Он теребил бандита, а у самого саднила ягодица – напоминание о тычке Гхора бамбуковой палкой там, за Поясом Закрытых Веков.
Он уже о нанесённой тогда обиде стал постепенно забывать, но она дала о себе знать.
Такого яростного натиска со стороны огромного, мало похожего на амёбоподобную тварь, человека, «язык» совсем не ожидал. Он часто заморгал глазами, словно проснулся от дурного сна, а наяву – ещё страшнее.
Да и всё, что он только что говорил, больше походило на высказывание, вбитое в его голову насильно с тем, чтобы в любом случае нагло и уверенно воспроизвести его, не задумываясь ни о содержании, ни о последствиях.

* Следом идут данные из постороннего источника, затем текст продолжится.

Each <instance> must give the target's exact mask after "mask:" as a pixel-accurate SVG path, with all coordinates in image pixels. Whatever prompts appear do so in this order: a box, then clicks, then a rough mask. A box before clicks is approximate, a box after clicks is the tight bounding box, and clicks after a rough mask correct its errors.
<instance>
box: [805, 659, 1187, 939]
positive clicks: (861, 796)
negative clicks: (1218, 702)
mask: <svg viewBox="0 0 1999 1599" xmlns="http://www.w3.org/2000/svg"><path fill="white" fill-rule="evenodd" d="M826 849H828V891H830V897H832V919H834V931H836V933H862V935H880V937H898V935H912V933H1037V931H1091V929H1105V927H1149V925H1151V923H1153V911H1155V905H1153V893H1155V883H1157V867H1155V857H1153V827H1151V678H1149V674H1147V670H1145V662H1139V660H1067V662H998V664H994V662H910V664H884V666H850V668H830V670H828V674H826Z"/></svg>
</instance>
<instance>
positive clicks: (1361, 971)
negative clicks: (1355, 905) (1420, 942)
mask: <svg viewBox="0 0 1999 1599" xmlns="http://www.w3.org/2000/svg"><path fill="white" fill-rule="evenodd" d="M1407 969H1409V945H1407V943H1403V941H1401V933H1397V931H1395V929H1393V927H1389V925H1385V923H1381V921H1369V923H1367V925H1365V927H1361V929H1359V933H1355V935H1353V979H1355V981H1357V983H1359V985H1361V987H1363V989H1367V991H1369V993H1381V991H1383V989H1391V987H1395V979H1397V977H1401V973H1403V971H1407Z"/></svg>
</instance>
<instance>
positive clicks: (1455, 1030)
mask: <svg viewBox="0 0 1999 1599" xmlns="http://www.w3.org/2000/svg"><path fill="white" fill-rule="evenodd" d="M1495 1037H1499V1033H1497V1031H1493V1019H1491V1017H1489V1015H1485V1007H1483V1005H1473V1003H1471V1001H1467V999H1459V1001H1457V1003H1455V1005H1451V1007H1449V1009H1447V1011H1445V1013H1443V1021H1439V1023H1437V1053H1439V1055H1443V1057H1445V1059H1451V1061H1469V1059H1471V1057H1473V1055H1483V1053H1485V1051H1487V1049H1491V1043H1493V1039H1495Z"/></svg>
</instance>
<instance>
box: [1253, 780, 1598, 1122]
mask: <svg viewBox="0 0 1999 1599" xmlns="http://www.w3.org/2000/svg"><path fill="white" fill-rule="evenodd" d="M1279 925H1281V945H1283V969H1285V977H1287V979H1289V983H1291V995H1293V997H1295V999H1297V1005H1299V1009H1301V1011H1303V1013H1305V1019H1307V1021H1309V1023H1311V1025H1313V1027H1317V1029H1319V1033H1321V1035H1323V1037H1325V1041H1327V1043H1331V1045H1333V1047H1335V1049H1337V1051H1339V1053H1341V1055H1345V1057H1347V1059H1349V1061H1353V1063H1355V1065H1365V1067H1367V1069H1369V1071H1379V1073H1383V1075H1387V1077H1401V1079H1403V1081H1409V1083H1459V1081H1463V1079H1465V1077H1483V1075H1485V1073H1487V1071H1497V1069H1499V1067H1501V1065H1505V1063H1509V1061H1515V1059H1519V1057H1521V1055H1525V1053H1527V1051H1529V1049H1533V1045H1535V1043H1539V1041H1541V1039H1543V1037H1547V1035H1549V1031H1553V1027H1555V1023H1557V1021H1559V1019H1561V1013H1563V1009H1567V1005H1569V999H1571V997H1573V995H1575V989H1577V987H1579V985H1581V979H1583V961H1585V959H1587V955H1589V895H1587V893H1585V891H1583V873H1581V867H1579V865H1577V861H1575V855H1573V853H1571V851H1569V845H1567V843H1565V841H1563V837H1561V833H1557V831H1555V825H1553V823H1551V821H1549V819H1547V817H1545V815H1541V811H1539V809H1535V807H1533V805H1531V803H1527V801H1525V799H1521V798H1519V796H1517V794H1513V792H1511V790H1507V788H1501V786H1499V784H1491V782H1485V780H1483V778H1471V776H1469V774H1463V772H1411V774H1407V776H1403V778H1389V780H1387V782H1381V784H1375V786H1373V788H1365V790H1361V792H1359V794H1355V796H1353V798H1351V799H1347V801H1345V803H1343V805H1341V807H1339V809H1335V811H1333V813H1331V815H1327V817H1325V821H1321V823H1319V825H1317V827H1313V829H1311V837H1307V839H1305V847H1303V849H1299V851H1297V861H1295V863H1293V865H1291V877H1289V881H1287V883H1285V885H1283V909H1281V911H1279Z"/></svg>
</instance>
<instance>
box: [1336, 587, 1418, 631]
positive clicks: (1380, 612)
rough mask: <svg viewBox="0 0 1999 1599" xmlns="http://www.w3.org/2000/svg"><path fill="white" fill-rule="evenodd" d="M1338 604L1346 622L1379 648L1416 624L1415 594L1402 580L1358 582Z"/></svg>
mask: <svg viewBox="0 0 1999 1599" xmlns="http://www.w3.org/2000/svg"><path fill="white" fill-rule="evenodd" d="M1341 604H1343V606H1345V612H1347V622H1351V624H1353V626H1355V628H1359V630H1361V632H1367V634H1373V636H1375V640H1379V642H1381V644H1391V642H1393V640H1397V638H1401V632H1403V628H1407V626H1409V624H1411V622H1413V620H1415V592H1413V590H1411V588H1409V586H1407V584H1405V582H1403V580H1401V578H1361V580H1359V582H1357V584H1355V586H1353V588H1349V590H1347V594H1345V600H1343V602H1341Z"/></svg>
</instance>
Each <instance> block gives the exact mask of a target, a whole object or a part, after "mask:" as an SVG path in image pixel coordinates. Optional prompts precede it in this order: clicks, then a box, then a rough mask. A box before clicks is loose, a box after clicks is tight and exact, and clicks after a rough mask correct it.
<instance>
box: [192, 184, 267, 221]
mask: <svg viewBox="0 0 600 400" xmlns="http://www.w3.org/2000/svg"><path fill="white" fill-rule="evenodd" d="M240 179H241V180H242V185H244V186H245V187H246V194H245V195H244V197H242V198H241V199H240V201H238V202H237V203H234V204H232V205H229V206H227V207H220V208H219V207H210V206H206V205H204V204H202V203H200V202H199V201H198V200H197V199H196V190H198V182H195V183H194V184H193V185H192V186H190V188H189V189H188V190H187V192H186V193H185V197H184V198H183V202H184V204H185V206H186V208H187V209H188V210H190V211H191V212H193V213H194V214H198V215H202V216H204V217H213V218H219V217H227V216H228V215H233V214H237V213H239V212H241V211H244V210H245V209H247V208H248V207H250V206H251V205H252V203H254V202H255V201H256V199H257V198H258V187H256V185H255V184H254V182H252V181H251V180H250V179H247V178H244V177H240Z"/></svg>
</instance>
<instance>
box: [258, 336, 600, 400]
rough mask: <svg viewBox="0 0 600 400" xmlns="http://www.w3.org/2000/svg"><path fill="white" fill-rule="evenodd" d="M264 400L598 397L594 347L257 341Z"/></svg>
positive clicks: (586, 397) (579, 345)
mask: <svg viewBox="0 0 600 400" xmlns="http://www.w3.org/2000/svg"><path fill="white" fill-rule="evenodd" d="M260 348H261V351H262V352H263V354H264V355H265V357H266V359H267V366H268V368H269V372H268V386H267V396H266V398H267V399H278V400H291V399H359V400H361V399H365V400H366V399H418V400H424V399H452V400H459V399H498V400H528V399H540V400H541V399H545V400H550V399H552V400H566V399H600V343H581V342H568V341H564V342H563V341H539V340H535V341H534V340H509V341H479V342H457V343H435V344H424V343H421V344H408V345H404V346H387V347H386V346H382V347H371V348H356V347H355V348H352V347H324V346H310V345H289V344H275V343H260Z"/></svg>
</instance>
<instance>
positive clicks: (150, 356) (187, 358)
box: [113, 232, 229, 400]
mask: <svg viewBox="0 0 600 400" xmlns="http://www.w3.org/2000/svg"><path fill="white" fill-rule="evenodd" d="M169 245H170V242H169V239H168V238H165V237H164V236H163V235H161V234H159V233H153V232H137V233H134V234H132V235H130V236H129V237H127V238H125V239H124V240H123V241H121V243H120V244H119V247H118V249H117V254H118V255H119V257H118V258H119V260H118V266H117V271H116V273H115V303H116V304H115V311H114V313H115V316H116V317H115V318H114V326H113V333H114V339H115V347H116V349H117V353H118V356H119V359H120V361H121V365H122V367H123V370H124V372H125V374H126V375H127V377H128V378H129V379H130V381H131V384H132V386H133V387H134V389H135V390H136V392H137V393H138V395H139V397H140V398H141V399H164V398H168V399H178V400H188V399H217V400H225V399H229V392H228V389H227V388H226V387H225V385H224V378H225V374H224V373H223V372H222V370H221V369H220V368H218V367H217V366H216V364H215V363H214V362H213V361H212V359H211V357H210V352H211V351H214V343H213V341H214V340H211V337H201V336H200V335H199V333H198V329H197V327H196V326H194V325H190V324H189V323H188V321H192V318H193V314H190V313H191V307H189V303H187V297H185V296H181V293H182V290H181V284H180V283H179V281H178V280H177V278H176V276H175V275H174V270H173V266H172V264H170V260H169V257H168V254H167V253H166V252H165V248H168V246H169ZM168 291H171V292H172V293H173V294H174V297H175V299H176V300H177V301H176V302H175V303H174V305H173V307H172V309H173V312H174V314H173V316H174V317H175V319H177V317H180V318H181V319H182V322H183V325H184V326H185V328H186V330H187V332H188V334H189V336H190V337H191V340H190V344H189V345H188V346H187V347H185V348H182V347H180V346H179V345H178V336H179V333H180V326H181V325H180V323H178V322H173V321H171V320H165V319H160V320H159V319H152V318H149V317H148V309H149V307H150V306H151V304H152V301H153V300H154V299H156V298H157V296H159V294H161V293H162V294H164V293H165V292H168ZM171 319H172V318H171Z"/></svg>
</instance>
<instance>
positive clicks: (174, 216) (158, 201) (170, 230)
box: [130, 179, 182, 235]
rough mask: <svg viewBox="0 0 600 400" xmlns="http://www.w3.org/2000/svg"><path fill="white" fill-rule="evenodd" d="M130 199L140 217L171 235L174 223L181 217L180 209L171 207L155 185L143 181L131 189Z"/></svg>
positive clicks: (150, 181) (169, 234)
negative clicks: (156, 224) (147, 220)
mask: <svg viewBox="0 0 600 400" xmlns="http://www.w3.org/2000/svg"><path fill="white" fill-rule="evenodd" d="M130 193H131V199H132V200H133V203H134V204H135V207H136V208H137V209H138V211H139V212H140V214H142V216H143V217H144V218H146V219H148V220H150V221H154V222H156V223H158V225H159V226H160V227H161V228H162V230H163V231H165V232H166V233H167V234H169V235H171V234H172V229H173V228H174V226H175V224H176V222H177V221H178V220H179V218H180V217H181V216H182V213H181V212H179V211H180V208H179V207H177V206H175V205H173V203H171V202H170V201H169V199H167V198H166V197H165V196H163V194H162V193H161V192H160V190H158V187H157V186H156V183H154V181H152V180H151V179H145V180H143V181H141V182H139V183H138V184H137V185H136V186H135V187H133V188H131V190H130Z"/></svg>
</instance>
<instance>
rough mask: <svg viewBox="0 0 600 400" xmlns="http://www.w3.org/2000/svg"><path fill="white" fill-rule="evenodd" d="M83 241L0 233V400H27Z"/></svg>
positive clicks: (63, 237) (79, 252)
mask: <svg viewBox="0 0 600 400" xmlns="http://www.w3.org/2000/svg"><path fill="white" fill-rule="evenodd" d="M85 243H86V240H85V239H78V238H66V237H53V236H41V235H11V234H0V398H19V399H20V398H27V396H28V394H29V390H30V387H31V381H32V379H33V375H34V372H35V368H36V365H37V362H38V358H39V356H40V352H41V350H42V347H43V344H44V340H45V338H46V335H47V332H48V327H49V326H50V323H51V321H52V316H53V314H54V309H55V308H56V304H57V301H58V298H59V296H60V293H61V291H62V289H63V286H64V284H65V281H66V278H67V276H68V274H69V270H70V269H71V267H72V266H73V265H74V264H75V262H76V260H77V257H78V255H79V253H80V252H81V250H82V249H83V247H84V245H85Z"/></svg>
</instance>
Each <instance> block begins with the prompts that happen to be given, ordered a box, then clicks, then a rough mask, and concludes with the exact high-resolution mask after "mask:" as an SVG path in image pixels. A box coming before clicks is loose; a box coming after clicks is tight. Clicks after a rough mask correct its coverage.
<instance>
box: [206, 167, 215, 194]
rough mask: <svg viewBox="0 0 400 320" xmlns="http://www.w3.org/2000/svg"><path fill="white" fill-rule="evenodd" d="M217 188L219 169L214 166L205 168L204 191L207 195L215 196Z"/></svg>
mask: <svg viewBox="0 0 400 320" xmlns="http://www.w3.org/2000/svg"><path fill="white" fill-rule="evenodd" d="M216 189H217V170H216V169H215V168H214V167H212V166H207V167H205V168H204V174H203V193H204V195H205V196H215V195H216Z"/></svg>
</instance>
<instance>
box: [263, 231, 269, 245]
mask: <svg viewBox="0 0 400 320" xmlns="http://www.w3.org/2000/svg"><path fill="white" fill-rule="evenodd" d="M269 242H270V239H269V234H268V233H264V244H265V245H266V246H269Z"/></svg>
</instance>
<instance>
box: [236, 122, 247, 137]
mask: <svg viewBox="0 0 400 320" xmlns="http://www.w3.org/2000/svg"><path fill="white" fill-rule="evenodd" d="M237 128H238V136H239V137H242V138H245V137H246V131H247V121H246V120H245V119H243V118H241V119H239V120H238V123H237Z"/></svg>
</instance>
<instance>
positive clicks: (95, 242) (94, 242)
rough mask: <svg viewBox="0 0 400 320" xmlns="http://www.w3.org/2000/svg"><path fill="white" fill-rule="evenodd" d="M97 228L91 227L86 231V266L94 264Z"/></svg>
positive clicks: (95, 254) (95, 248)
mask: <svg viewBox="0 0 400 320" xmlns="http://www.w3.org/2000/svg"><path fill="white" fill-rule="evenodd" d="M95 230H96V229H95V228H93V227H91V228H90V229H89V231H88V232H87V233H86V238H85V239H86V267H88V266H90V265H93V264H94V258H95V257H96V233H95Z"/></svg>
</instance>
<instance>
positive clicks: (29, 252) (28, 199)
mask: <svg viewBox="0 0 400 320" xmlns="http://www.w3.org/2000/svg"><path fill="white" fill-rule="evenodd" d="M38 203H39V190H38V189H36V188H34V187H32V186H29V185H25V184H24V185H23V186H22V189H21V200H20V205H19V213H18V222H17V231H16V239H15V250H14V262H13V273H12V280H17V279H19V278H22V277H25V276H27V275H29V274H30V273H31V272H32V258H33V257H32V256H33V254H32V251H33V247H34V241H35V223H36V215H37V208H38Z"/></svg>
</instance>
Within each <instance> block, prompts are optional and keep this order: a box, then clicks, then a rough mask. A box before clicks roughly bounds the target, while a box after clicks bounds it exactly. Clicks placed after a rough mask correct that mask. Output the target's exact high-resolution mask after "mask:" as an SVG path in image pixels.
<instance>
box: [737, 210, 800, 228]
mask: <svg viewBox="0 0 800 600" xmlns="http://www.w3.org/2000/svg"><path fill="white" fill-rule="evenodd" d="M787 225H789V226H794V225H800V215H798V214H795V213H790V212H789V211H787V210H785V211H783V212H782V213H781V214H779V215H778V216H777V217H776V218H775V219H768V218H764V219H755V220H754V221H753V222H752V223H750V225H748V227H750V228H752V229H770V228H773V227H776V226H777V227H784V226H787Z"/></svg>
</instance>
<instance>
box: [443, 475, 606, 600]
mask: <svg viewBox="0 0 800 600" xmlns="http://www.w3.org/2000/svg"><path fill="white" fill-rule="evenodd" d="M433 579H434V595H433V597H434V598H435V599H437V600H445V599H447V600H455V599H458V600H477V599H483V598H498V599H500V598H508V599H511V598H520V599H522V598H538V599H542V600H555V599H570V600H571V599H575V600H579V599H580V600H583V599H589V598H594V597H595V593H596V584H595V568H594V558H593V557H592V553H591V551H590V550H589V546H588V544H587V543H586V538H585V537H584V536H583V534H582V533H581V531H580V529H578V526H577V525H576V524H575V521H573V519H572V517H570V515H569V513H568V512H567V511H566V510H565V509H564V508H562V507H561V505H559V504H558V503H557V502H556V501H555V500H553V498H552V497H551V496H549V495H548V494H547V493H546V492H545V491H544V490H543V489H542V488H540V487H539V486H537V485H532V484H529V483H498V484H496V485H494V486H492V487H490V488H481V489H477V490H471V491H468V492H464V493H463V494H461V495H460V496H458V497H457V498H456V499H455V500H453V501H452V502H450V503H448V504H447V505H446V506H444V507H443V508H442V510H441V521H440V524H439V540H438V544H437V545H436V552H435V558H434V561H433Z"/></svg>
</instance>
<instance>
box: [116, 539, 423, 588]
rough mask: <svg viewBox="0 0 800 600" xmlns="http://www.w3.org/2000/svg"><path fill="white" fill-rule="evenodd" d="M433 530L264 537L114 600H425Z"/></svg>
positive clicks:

Может быть, для кого-то этого было достаточно, чтобы испугаться или поразмыслить – следует ли с воинами Создателя, ведомого известным каждому Гхором, связываться? Не лучше ли бежать от него подальше?..
С этими, захватившими его людьми, не произошло. Напротив, действительность оказалась такой, что в карающей руке Создателя оказался он сам. Оттого превратился в обыкновенного, испуганного неизвестностью исхода своего пленения, человека, мало понимающего, что на самом деле твориться вокруг него самого и, в частности, в том мире, в котором он до того жил.